Anna Faroqhi


THE RIGHT TO HAVE RIGHTS


An Episode from a Graphic Novel To Be

Episode Hannah Arendt

2017, colorprint on canvas
The graphic-novel miniature “The Right to Have Rights” shows an
imagined episode in the philosopher Hannah Arendt’s life. Nazi Germany had taken away German citizenship from German Jews in the 1930s. Like many others, Hannah Arendt had become stateless. It took ten years and a successful career as a university professor, author and lecturer to finally grant her US-citizenship. The graphic novel episode refers to Arendt’s essay “We refugees” from 1943. Arendt criticizes modern nation-states and their political disinterest in the many refugees from Europe, especially the stateless, the Jews and proclaims a fundamental right to have rights.
In connection with the events in Syria and the growing refugee problems since 2015, I’ve re-read Anna Segher's "Transit" and came across Hannah Arendt's short essay "We Refugees". Surprisingly, it is two women who deliberately and lucidly deal with the situation of the most powerless. In 2016 and 17 my working partner Haim Peretz and I documented current escape stories in Berlin and Leipzig, and I decided to do a graphic novel about the refugees from Europe 70 years ago. Protagonists are three women who succeeded in reflecting on their personal experiences in their work; Helene Nathan, Anna Seghers and Hannah Arendt.

Helene Nathan was head of the public library in Berlin-Neukölln and a socialist.Because of this and her Jewish heritage she was forcibly dismissed in 1933.She had to face ostracism, the deprivation of her rights, and isolation.She took her own life on October 23, 1940, the day on which the deportation of Jewsfrom Berlin began.

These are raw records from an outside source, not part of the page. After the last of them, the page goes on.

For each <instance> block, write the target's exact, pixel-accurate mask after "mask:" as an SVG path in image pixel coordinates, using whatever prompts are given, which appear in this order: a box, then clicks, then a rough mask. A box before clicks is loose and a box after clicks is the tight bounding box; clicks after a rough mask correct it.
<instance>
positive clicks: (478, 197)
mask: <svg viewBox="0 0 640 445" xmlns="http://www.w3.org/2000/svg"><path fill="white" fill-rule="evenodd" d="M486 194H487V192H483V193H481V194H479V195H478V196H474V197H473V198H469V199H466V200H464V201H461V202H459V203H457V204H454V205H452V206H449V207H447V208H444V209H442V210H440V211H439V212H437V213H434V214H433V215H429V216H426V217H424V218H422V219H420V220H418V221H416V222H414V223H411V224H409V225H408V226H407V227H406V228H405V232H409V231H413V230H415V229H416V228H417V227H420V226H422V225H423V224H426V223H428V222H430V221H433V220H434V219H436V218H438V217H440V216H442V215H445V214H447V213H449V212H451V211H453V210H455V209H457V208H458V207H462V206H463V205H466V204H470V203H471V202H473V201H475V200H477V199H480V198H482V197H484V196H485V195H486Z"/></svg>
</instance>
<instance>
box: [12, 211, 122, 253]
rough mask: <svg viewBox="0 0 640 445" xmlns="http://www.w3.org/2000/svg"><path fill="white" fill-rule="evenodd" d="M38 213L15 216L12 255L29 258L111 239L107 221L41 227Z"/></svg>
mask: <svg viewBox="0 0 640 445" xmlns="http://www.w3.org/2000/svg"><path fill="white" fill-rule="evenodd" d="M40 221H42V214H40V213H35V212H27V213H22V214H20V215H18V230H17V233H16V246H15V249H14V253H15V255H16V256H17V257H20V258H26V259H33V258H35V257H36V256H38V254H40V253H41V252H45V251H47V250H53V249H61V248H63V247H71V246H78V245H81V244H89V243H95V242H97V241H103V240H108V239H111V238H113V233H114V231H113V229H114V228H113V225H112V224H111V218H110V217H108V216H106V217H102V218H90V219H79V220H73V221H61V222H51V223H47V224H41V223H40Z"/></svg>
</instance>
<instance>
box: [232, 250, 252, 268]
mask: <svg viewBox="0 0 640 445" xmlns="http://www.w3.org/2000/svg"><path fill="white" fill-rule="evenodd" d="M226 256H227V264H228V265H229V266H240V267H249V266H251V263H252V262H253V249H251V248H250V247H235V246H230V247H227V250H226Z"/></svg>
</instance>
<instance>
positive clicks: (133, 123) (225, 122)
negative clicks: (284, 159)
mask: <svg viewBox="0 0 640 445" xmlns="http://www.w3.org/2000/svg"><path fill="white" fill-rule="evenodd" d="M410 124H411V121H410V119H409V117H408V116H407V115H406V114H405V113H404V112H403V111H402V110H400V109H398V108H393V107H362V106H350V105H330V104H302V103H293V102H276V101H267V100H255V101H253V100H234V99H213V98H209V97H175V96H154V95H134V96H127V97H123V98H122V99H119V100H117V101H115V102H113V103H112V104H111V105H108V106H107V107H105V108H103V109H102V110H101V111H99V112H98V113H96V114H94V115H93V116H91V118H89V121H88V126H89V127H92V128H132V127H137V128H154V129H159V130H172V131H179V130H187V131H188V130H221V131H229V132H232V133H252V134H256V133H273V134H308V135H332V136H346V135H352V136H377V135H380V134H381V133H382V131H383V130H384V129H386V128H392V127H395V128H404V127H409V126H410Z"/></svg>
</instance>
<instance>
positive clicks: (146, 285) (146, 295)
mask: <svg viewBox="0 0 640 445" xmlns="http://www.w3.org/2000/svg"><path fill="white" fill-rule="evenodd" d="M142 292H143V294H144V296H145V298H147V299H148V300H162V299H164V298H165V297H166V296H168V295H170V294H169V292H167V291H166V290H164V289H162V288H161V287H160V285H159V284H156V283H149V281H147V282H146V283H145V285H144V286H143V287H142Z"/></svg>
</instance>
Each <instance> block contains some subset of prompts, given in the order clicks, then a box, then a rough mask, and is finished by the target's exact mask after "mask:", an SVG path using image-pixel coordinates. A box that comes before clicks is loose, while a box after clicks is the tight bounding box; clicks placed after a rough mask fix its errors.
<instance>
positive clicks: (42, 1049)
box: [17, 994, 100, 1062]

Helene Nathan only managed to escape into death.

Anna Seghers was a writer. She became well known in the 1920s, and was forced to emigrate first to France and in 1940 to Mexico. (The US denied her entry.) Seghers described with unprecedented precision and humor the turmoil of waiting for a departure opportunity in her novel »Transit«. She was a communist; after the war she returned to East Germany, the part of her old home country that seemed to promise her a new life.

Like Seghers Hannah Arendt emigrated in 1933, and escaped to the United States in 1941. There she became well known for her uncompromising and perceptive writings. Throughout her life, Arendt consciously kept her German-Jewish identity, but returned to Germany only as a visitor. She became an American citizen in 1951, ten years after her immigration.

For me, the making of a graphic novel is an old-fashioned, time consuming process. Other projects and everyday life have a tendency to come in the way. The three miniatures of which the presented episode is a part of, the concept and the protagonists are introduced.

I am currently working on the Helene Nathan episode for the graphic novel. A Berlin-based publishing house has showed an interest in publishing it. I am currently looking for financing.


Anna Faroqhi is a Berlin-based filmmaker and author of graphic novels. She teaches film for opera directors and musicians at Hanns Eisler University Berlin.